The study seeks to inform the UKGC and further government stakeholders on the UK’s ‘young persons’ (under the age 18) gambling trends, exposure and personal safety.
Furthermore, the RGSB recommends its appropriate actions to limit underage people gambling and to decrease the exposure of gambling/betting content on younger audiences.
The study has been developed with the ‘overarching principles’ that children have a right to be safe and that commercial gambling should be ‘regarded primarily as an activity for adults’.
For industry stakeholders, RGSB outlines that comprehensive ID verifications’ have to be at the forefront of betting’s day-to-day operations for all verticals. With the body further recommending actions on advertising/marketing of services and creating content which could appeal to younger audiences.
Within the UK commercial gambling is legal for those aged 18 and over. However, the two exceptions are:
• National Lottery Products – draw tickets, scratch cards and instant online wins.
• Category D gaming machines –fruit machines with small limited jackpots, arcade cranes or bingo machines.
• Private gambling amongst friends and family has no restrictions at any age.
Updating stakeholders on ‘UK participation’, for 2017, the RGSB details that ‘12 % of 11 to 15 year-olds had gambled in the last week, a decline from 23 % recorded in 2011.’
For the RGSB the decrease is consistent with young people’s consumption of other vice products such as alcohol and tobacco which have declined during the period.
However, on tackling problem gambling amongst UK youngsters, the RGSB details ‘that around 0.9 per cent of children aged 11 to 15 are problem gamblers’, equating to around 31,000 UK children.

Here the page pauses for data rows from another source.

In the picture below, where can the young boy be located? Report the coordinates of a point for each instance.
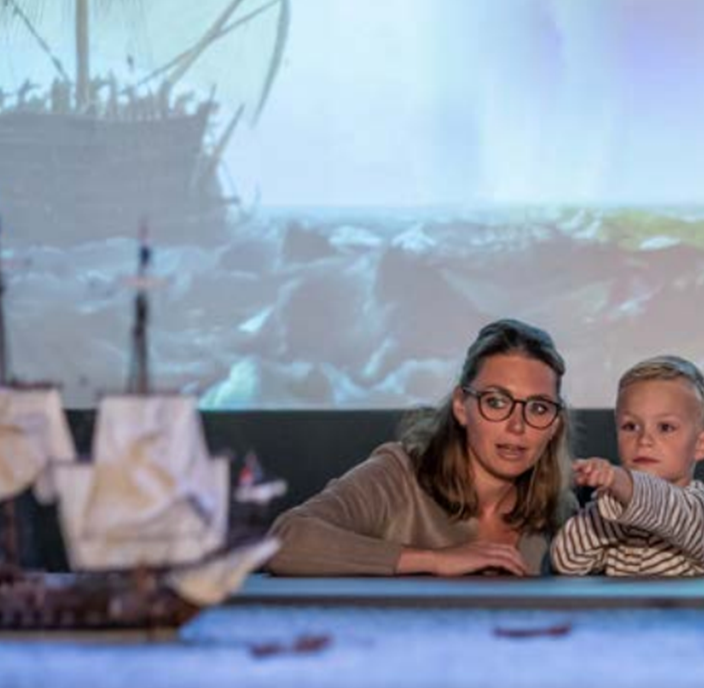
(648, 515)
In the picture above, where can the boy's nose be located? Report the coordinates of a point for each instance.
(645, 438)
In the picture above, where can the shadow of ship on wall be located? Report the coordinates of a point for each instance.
(71, 178)
(90, 156)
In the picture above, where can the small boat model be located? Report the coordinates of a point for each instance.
(153, 528)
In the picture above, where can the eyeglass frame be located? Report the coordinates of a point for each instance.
(476, 394)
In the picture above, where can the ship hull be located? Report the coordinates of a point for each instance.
(67, 179)
(51, 602)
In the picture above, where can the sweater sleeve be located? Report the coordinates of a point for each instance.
(673, 513)
(581, 546)
(341, 531)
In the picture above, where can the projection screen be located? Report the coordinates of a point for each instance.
(339, 193)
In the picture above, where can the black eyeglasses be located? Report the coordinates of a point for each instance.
(495, 406)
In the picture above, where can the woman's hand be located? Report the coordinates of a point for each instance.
(605, 477)
(460, 560)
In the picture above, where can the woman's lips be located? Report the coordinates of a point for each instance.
(512, 452)
(644, 460)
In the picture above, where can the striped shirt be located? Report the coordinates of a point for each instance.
(659, 533)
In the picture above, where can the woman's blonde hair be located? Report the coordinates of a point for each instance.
(437, 443)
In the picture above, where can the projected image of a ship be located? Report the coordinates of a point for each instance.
(85, 153)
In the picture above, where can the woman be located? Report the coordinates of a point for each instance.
(474, 486)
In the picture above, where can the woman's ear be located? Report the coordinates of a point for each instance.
(459, 406)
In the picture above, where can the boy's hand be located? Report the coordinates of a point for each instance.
(605, 477)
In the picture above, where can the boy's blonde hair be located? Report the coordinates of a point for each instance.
(665, 368)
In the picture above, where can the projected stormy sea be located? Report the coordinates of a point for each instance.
(362, 308)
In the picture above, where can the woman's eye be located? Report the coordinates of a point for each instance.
(538, 408)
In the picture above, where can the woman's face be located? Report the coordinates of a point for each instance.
(504, 450)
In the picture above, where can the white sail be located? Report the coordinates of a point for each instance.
(212, 582)
(152, 496)
(33, 433)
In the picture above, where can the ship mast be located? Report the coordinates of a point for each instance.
(82, 55)
(4, 363)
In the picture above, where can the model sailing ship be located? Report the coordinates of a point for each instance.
(149, 523)
(85, 154)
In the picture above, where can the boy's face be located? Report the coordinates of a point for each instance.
(660, 429)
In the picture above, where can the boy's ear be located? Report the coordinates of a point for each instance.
(699, 447)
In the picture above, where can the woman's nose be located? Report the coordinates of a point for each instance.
(516, 422)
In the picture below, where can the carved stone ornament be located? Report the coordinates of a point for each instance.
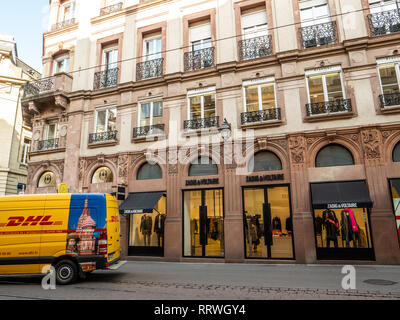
(297, 149)
(371, 142)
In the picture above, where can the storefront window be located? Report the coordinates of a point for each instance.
(47, 179)
(268, 223)
(102, 175)
(147, 229)
(343, 228)
(203, 223)
(334, 155)
(395, 192)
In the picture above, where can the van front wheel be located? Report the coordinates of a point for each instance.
(66, 272)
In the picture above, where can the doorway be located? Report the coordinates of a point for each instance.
(268, 223)
(203, 232)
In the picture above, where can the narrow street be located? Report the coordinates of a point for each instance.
(206, 281)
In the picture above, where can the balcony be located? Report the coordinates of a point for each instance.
(199, 59)
(382, 23)
(318, 35)
(149, 69)
(63, 24)
(103, 137)
(105, 79)
(146, 131)
(255, 47)
(337, 107)
(389, 100)
(201, 123)
(267, 115)
(109, 9)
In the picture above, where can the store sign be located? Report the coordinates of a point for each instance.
(266, 177)
(342, 205)
(202, 182)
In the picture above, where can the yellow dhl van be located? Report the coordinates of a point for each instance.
(75, 233)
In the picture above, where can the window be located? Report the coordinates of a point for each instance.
(67, 11)
(396, 153)
(150, 113)
(200, 35)
(325, 87)
(106, 120)
(254, 23)
(264, 161)
(61, 64)
(149, 171)
(102, 175)
(334, 155)
(201, 105)
(110, 58)
(25, 150)
(203, 166)
(259, 96)
(47, 179)
(152, 48)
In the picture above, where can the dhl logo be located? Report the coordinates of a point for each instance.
(30, 221)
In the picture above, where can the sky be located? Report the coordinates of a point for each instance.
(26, 20)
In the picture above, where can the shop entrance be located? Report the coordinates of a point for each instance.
(267, 222)
(203, 232)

The study details that the figure has remained constant, but that the government must implement further restrictions as the RGSB believes that at present a further 45,000 children (11-15) are ‘at-risk’ of falling into problem gambling.

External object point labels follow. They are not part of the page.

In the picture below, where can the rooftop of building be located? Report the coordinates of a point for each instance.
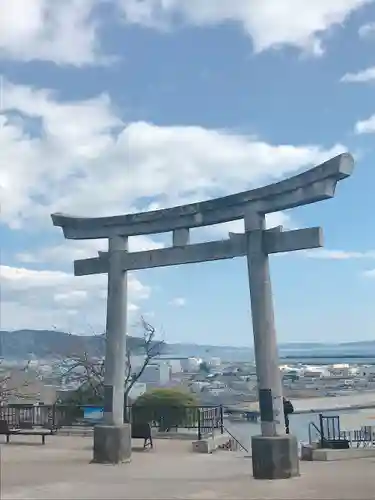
(61, 470)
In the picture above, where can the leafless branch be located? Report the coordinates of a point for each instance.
(11, 388)
(86, 370)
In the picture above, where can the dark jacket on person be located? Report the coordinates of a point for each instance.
(288, 410)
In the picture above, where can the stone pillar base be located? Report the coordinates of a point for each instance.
(112, 444)
(275, 457)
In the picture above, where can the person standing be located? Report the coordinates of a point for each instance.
(288, 410)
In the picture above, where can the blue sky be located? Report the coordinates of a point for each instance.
(114, 106)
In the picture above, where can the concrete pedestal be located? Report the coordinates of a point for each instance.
(275, 457)
(112, 444)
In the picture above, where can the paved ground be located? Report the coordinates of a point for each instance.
(61, 470)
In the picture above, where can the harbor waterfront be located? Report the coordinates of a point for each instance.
(354, 409)
(299, 424)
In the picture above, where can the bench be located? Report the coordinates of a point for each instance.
(142, 431)
(24, 430)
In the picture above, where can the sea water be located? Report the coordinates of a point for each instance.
(299, 426)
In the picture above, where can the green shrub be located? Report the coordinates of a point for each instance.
(167, 408)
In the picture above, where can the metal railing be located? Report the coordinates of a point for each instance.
(204, 419)
(360, 438)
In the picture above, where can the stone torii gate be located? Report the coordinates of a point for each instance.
(274, 454)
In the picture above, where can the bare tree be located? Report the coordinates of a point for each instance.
(15, 383)
(85, 370)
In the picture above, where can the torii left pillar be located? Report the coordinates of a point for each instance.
(112, 439)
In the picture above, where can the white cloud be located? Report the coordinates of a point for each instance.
(365, 126)
(54, 297)
(81, 158)
(270, 23)
(178, 302)
(322, 253)
(366, 75)
(367, 30)
(60, 31)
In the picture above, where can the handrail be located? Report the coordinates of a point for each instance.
(312, 424)
(233, 437)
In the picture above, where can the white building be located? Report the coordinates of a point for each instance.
(367, 371)
(156, 374)
(137, 390)
(214, 362)
(180, 363)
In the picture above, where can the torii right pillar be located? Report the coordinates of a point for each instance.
(274, 453)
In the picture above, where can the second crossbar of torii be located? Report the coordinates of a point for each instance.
(256, 243)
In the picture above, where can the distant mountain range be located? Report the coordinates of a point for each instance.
(42, 344)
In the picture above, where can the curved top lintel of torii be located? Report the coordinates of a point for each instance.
(314, 185)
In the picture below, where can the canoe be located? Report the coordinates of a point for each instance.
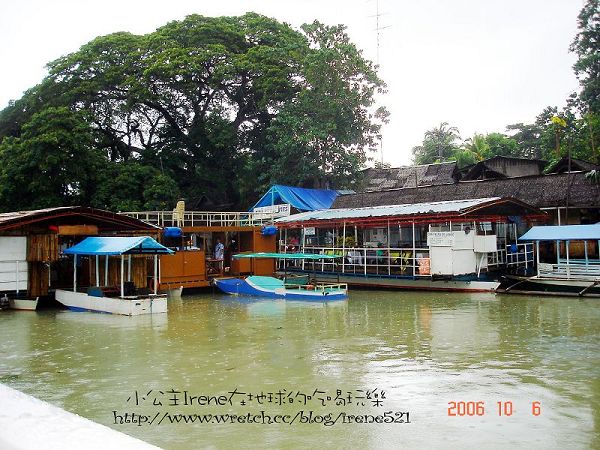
(270, 287)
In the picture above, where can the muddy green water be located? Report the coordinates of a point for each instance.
(423, 350)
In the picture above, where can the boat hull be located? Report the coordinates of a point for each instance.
(419, 284)
(23, 304)
(79, 301)
(238, 286)
(549, 286)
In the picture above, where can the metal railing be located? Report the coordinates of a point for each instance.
(365, 261)
(519, 255)
(590, 271)
(201, 218)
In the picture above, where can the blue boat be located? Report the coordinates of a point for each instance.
(270, 287)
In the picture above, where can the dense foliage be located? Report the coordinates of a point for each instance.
(574, 130)
(207, 109)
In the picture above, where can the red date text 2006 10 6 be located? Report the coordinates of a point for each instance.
(503, 408)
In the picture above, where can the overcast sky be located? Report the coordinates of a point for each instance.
(477, 64)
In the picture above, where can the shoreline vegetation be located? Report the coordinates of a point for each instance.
(214, 110)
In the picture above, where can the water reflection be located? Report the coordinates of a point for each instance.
(423, 349)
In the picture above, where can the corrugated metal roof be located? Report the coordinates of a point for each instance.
(113, 245)
(563, 233)
(116, 221)
(453, 206)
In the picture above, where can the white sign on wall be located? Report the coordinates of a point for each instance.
(440, 239)
(310, 231)
(273, 210)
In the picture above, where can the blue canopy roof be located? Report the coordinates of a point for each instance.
(300, 198)
(563, 233)
(112, 245)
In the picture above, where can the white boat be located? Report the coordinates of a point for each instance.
(126, 305)
(568, 275)
(25, 304)
(110, 299)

To progress with combatting underage gambling and enhance risk preventions, the RGSB’s study has put forward 30 recommendations for the UKGC, government and industry stakeholders. The recommendations include:
• A comprehensive review of allowing UK 16-year olds to purchase National Lottery products
• Review of play and access to UK Category D gaming machines
• Better collection of player data gathered on Under 18 gambling products/services
• Industry games developers to apply ‘age-test rates’ in products and services
• Enhancing operators’ ID verification capabilities and request procedures
• Creating a wider pool of guardians on ‘underage problem gambling’ – app stores, search engines, schools. etc..
• UKGC & ASA should jointly review the impact of ‘high visibility ’betting sports sponsorship on UK youngsters.
• In-app gambling messages should be pushed to players that have passed comprehensive ID verification.
Issuing an industry update backing the RGSB’s study – Tim Miller, an Executive Director at the Gambling Commission, said:
“We have a strong commitment to protecting children and young people from the harm gambling can pose – it’s at the heart of how we regulate. We asked our expert advisers, the Responsible Gambling Strategy Board to consider this critical theme. The advice helps us to refocus and reinforce what we are doing already, and what we need to do next. For example, this year we will be carrying out targeted compliance and enforcement activity to identify and tackle any weaknesses in the age verification processes.
“Safeguarding children in a digital age is complex, and what both RGSB and our research has highlighted is that it takes a multi-faceted approach by us, government, educators, gambling firms and parents. It will take firm ongoing commitments from the Commission as gambling regulator, but also from all of those with a part to play.”
In its conclusion the RGSB states that as a body tackling gambling-related harm, it would like to hear feedback on its study, finding and recommendations from all related UK gambling stakeholders.